Berliner Kulturschaffende kämpfen mit Großoffensive um mehr Förderung vor der Wahl
Thea LübsBerliner Kulturschaffende kämpfen mit Großoffensive um mehr Förderung vor der Wahl
Berlins Kulturszene startet Großoffensive für mehr Kunstförderung im Wahlkampf
Die Berliner Kulturbranche hat eine vielbeachtete Kampagne gestartet, um die Förderung der Künste ins Zentrum der Wahlkampfdebatte zu rücken.

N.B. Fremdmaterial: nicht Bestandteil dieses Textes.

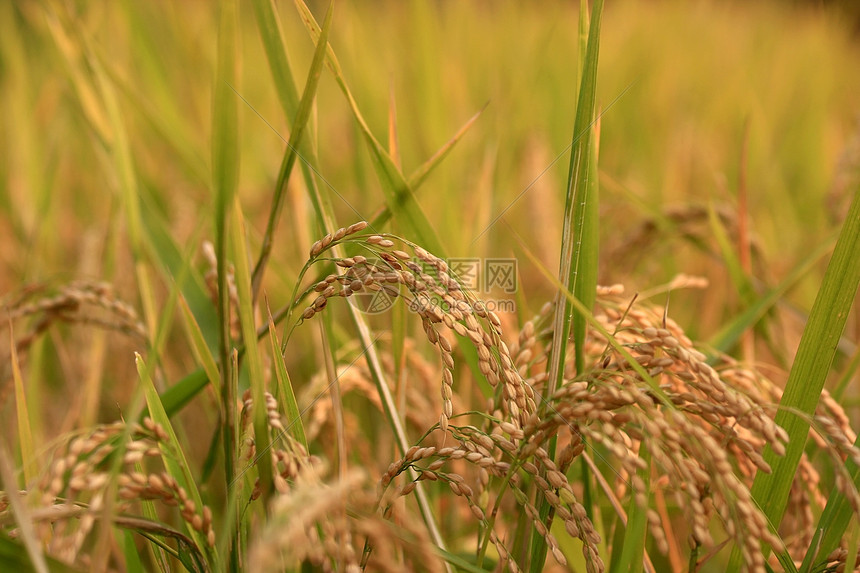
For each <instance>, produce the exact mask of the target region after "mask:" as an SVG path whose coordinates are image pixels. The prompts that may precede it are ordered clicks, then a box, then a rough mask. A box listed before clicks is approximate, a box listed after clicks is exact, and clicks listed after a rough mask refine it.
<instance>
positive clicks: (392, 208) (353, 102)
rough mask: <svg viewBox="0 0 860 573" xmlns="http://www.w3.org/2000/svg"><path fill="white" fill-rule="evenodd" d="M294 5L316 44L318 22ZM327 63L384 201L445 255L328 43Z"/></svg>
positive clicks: (390, 209)
mask: <svg viewBox="0 0 860 573" xmlns="http://www.w3.org/2000/svg"><path fill="white" fill-rule="evenodd" d="M295 5H296V8H297V9H298V11H299V14H300V15H301V17H302V22H303V23H304V24H305V28H307V30H308V33H309V34H310V36H311V39H312V40H313V41H314V44H315V45H316V44H318V42H319V38H320V34H321V29H320V27H319V24H317V22H316V20H315V19H314V16H313V14H312V13H311V11H310V9H309V8H308V7H307V5H306V4H305V3H304V2H303V1H302V0H295ZM326 64H327V65H328V68H329V70H330V71H331V72H332V74H334V78H335V81H336V82H337V85H338V86H339V87H340V89H341V91H342V92H343V94H344V96H345V97H346V100H347V103H348V105H349V107H350V109H351V110H352V114H353V117H355V120H356V122H357V123H358V126H359V129H360V130H361V133H362V135H363V136H364V139H365V142H366V143H367V145H368V149H369V151H370V158H371V161H372V163H373V166H374V169H375V170H376V174H377V176H378V178H379V182H380V184H381V187H382V191H383V193H384V195H385V201H386V203H387V204H388V207H389V209H390V210H391V212H392V214H393V215H394V216H395V217H396V218H397V219H398V221H399V222H400V224H401V226H402V227H403V228H404V229H406V230H409V231H410V232H411V233H413V234H414V236H415V238H416V240H417V242H418V243H420V244H421V245H422V246H423V247H424V248H426V249H427V250H429V251H430V252H432V253H435V254H436V255H437V256H441V257H443V258H444V257H445V250H444V249H443V248H442V243H441V241H440V240H439V237H438V235H437V234H436V231H435V230H434V229H433V227H432V225H431V224H430V221H429V220H428V219H427V216H426V215H425V214H424V211H423V210H422V209H421V206H420V205H419V204H418V201H417V200H416V199H415V195H414V193H413V192H412V189H411V188H410V187H409V184H408V183H407V182H406V179H405V178H404V177H403V174H402V173H401V172H400V170H399V169H398V168H397V165H395V163H394V161H393V160H392V159H391V156H390V155H389V154H388V153H387V152H386V151H385V148H384V147H383V146H382V144H380V143H379V141H378V140H377V139H376V137H375V136H374V135H373V132H372V131H371V130H370V127H369V126H368V125H367V122H366V121H365V120H364V116H363V115H362V114H361V111H360V110H359V109H358V104H357V103H356V101H355V98H354V97H353V96H352V92H351V91H350V90H349V87H348V86H347V85H346V79H345V78H344V76H343V72H342V71H341V68H340V64H339V63H338V60H337V56H335V53H334V50H333V49H332V48H331V46H330V45H329V46H328V47H327V49H326Z"/></svg>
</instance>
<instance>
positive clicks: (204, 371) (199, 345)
mask: <svg viewBox="0 0 860 573" xmlns="http://www.w3.org/2000/svg"><path fill="white" fill-rule="evenodd" d="M179 308H180V309H181V310H182V318H183V319H184V320H183V324H184V325H185V334H186V336H187V337H188V342H189V343H190V345H191V352H192V353H193V354H194V358H195V359H196V360H197V363H198V364H200V365H201V366H203V371H204V372H205V373H206V378H208V380H209V383H210V384H212V387H213V388H216V389H217V388H218V382H219V380H220V378H219V376H220V375H219V374H218V363H217V362H216V361H215V356H213V354H212V352H211V351H210V350H209V346H207V345H206V339H205V338H204V337H203V331H202V330H200V325H199V324H197V321H196V320H195V319H194V314H193V313H192V312H191V309H190V308H189V306H188V302H187V301H186V300H185V297H180V298H179ZM173 388H175V386H171V388H170V389H171V390H172V389H173ZM166 395H167V392H165V393H163V394H162V395H161V400H162V402H165V401H166ZM165 410H166V411H167V412H168V414H170V409H168V408H167V407H165Z"/></svg>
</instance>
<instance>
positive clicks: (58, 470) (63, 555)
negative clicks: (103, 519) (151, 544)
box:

Die Initiative „Berlin ist Kultur“ setzt mit einer Aktionswoche und dem Hashtag #deineStimmefürKultur auf öffentlichen Druck – kurz vor dem Urnengang.
Den Auftakt bildete eine öffentliche Veranstaltung, bei der prominente Vertreter die jüngsten Kürzungen im Kulturbudget scharf kritisierten. Oliver Reese, Intendant des Berliner Ensembles, bezeichnete die Einsparungen als „kurzsichtig“ und berichtete von einem prägenden Erlebnis: Ein Theaterbesuch mit 14 Jahren in Paderborn habe sein Leben verändert.
Doch Reese war nicht der Einzige, der Alarm schlug. Tom Streidel, Tischler am Maxim-Gorki-Theater, warnte, das Haus könnte zugunsten der Opernstiftung „demontiert“ werden. Gabi Dan Droste, Leiterin des FELD Theaters, verglich die Notlage der Branche mit dem Schicksal des Ikarus – zu nah an der Sonne, weil die Mittel schwinden. Im Fokus stand auch das bedrohte Atelierhaus in der Wilsnacker Straße, dessen Schließung Reese als „unvorstellbaren Verlust“ bezeichnete.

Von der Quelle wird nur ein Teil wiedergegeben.